The deceleration cover may include a coupling hole into which a central axis of the rope wheel provided on the first rotation shaft is inserted, and a through hole for screwing, wherein the through hole is opposite to the coupling hole. .

Here, three through holes are provided, and the three through holes and the coupling holes are spaced at equal intervals by 90 ° with respect to the second rotation axis.

According to the gangbang of the present invention, the recess is formed in the outer peripheral surface of the rotating plate recessed; It is inserted into the seating portion, and one side includes the deceleration member is formed in the concave recessed recess, it is possible to reduce the rotation of the rope wheel, it is possible to reduce the use of the deceleration member material , There is an effect that can lower the manufacturing cost of the steel bar.

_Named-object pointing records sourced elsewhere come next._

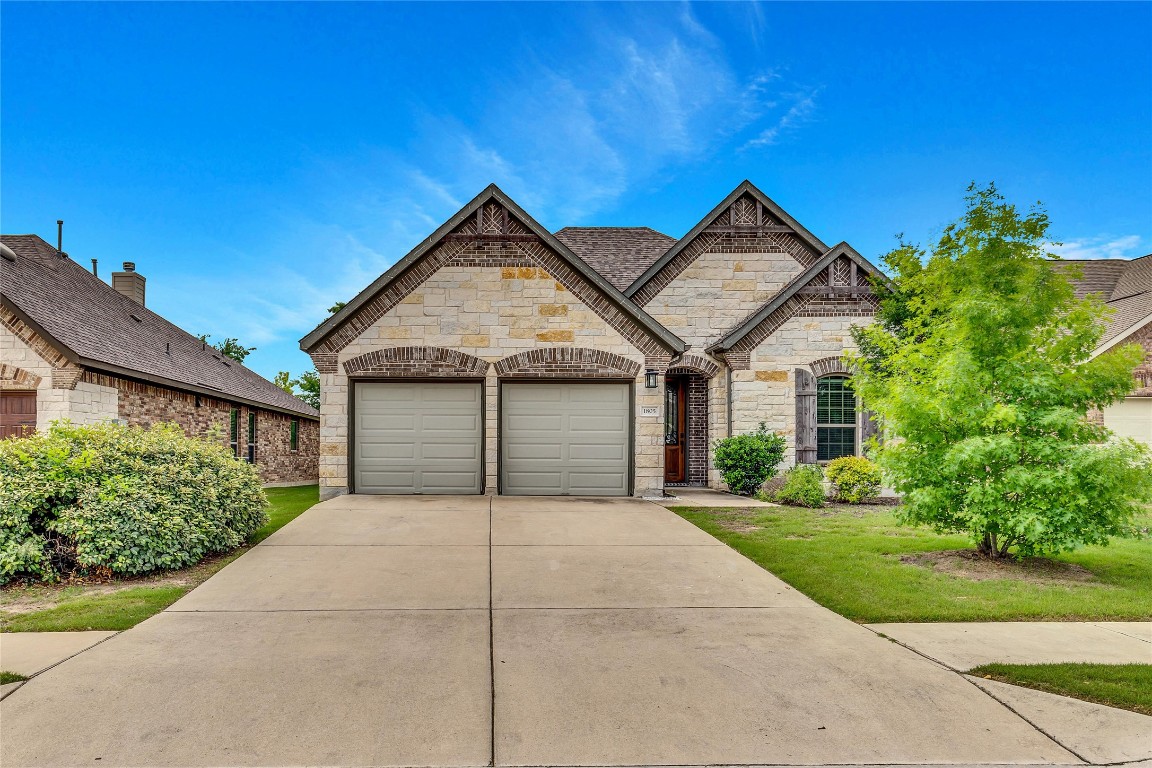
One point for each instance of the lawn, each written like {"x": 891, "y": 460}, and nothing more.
{"x": 126, "y": 602}
{"x": 848, "y": 559}
{"x": 1127, "y": 686}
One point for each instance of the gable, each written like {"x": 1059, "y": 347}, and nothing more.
{"x": 491, "y": 234}
{"x": 747, "y": 222}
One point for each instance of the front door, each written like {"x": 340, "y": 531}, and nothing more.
{"x": 675, "y": 431}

In addition, since the seating portion is extended by a predetermined length along a circumference of the rotating plate and recessed concave toward the center of the second rotation shaft, the deceleration member may be stably mounted on the seating portion. There is an effect.

In addition, the mild steel, the recess having a recess formed in the circumferential direction of the second rotation axis by a predetermined length, and the projections are formed on each of both ends of the reduction member and protruding toward the second rotation shaft It includes a reduction member. The deceleration member has a mass distributed equally at both ends, so that the rotational moment of inertia becomes large and cannot easily rotate. Accordingly, the movement of the deceleration member by the centrifugal force of the deceleration wheel is a translational movement in which both ends of the deceleration member move by the same distance in the radial direction of the second rotation axis.

Therefore, the waning machine has an effect that it is possible to reduce the phenomenon that one end of the deceleration member is abrasion. In addition, since the lower surface of the other side of the deceleration member is evenly in contact with the inner circumferential surface of the deceleration cover side plate, since the friction force is also generated, the lifting and lowering of the rope is faster than the conventional, but has an effect of having a uniform constant speed. .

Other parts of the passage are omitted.